A primeira chance do segundo tempo foi do Verdão: aos 4, Keno dribou Carleto, entrou na área e cruzou; Walisson Maia tentou cortar e quase fez contra – Wilson salvou. Mas a bola ficava mesmo era nos pés do time paranaense, que girava a bola, tentava achar o espaço, mas parava no sistema defensivo do Verdão, na maioria das vezes bem posicionado.

Aos 20, Prass salvou o Palmeiras após falta na direita cobrada por Carleto; Walisson Maia cabeceou baixo e nosso goleiro pegou com muita categoria. Insatisfeita com o baixo rendimento do time, aos 25 nossa torcida começou a pedir por Borja. Deyverson respondeu no mesmo momento, com um drible seco que tirou dois adversários do lance e tocou para Jean, que infiltrou na área e bateu rasteiro, à esquerda de Wilson. A arquibancada sossegou.

Mas o grande susto veio mesmo aos 28, num chutaço de fora de Galdezani, que raspou a forquilha direita de Fernando Prass, que não tinha o que fazer. O time não demonstrava pegada suficiente para buscar um segundo gol que eventualmente se fizesse necessário, então Cuca tratou logo de fechar a casinha, colocando Thiago Santos no lugar de Jean. Ao mesmo tempo, trocou Deyverson por Borja só para não ser cornetado.

A mexida deu certo e o Verdão, pelo menos, parou de ser atacado. Deu até tempo de tentar o gol algumas vezes. Aos 39, Mayke levantou despretensiosamente; Dudu apareceu do nada e conseguiu um improvável cabeceio, exigindo atenção de Wilson. No lance seguinte, o Coritiba foi ao ataque no desespero e a bola ficou viva em nossa área por alguns segundos, aumentando os tamanhos de nossas úlceras, mas felizmente a defesa rechaçou.

Aos 44, o último lance relevante – depois de escanteio em nossa área; Prass tirou de soco e a bola caiu nos pés de Roger Guedes, que recolheu e disparou em direção ao campo de ataque, perseguido por Dodô – depois de percorrer o campo inteiro em disparada, conseguiu um bom cruzamento por baixo para a chegada de Borja, mas o bom Walisson Maia cortou e impediu a conclusão. E Dewson Fernando Freitas da Silva, depois de alguns erros irritantes de condução disciplinar, encerrou a partida.

Fim de jogo

Saímos no lucro. O Coritiba não chegou a meter uma pressão, mas dominou o segundo tempo e um empate seria o resultado mais justo diante do que os dois times fizeram nos 90 minutos. Ao adversário, faltou competência no ataque. Ao Palmeiras, faltou se impor mesmo jogando sem a bola, sendo mais agudo nos contra-ataques. O time não conseguiu fazer a ligação e se expôs a ataques constantes do adversário, que só não foram mais perigosos porque nosso sistema defensivo como um todo funcionou bem, sobretudo a dupla de zaga.

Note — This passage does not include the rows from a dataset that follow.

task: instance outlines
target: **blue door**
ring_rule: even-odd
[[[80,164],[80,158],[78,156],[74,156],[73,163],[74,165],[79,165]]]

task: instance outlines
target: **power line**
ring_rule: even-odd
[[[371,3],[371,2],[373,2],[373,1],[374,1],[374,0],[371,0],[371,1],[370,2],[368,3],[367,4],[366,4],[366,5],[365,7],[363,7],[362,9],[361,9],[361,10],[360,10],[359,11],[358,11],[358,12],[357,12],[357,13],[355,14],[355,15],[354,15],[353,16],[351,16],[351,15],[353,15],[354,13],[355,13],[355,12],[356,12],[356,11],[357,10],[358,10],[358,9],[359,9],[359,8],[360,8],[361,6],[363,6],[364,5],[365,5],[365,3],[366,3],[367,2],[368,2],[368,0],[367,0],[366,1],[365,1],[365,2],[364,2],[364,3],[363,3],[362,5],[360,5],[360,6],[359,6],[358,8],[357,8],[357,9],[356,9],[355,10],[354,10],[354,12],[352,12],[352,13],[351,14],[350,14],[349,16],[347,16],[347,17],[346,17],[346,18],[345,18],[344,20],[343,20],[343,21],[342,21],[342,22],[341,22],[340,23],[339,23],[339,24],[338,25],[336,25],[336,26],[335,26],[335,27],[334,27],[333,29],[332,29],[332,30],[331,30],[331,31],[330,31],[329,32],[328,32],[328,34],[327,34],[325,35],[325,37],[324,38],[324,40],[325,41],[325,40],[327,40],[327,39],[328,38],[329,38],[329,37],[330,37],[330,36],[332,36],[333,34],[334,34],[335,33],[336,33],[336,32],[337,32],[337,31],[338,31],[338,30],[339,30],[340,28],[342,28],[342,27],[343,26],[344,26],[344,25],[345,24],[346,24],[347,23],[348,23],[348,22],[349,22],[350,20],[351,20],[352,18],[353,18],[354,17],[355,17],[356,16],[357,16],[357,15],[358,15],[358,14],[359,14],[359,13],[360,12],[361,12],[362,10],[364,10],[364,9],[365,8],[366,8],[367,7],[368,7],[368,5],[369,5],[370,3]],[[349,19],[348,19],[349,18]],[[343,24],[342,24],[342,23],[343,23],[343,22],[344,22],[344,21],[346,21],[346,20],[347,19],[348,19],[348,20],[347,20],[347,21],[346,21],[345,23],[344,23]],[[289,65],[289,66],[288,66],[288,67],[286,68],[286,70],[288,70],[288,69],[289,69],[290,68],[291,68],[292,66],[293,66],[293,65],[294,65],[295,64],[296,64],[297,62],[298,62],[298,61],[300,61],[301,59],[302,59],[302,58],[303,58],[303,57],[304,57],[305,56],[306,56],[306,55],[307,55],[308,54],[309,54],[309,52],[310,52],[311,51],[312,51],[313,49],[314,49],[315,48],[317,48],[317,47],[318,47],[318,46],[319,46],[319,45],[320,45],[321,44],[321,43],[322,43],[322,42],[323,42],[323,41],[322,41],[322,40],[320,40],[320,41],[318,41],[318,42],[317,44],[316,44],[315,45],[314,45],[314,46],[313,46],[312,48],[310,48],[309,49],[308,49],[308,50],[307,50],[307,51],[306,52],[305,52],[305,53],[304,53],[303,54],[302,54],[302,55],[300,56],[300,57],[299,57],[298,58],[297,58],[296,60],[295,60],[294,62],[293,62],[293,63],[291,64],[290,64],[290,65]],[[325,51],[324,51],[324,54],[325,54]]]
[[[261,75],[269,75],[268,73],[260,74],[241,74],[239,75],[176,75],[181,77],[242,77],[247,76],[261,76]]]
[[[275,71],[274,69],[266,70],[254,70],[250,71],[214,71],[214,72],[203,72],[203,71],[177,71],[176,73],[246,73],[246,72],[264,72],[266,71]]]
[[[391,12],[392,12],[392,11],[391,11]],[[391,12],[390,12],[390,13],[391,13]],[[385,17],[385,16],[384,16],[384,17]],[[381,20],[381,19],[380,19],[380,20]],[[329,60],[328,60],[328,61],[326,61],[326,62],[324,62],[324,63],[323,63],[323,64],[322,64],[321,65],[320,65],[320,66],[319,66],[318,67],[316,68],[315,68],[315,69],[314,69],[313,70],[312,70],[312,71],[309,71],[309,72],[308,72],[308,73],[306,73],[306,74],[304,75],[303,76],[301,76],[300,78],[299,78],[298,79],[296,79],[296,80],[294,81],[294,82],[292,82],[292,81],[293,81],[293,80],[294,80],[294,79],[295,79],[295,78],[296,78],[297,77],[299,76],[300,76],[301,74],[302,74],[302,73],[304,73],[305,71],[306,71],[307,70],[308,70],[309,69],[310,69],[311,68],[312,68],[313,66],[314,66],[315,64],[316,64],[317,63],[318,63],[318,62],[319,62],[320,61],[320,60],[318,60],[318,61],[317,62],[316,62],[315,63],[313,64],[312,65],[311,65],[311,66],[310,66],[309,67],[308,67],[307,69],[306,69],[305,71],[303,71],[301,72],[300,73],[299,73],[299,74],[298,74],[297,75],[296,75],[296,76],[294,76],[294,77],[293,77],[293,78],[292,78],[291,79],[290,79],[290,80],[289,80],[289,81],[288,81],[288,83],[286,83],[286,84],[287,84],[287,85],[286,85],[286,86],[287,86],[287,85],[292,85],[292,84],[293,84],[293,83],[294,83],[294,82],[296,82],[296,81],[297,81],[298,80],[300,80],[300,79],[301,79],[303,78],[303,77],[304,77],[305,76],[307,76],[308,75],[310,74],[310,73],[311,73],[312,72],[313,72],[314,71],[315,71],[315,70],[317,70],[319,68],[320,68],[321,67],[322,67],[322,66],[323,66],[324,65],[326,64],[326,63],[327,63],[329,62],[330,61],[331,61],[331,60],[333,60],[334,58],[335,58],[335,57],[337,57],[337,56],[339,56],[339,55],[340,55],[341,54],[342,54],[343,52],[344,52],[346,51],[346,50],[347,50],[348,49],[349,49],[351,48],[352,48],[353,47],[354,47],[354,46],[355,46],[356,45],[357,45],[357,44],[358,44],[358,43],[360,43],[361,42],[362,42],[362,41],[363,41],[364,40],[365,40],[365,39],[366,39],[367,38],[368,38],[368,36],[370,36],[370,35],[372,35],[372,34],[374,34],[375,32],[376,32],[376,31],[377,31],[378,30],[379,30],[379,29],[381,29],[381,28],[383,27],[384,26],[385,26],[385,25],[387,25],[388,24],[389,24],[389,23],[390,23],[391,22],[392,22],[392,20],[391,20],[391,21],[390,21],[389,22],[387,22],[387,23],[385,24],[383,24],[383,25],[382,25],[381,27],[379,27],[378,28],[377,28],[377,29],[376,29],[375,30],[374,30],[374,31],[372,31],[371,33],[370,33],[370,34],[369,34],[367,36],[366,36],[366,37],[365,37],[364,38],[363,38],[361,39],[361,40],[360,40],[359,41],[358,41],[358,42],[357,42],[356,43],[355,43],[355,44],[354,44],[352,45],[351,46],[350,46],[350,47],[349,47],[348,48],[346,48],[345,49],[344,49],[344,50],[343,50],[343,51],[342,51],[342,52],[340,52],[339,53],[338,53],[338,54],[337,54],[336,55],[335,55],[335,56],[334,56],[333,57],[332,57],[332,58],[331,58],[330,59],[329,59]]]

O que nos mantém esperançosos ainda este ano é tentar aproveitar os tropeços do líder, que fatalmente voltarão a acontecer, para desestabilizar de uma vez o rival no Derby em Itaquera. Mas de nada adiantará se o Palmeiras perder pontos de forma besta – já esgotamos a cota do ano e hoje quase jogamos mais dois no lixo.

Uma tentativa de segurar o ânimo é imaginar que Cuca está recomeçando a montar o time pela defesa, que de fato está bastante sólida, e que a evolução do novo sistema ofensivo ainda esteja em estágio inicial. Haja boa vontade. VAMOS PALMEIRAS!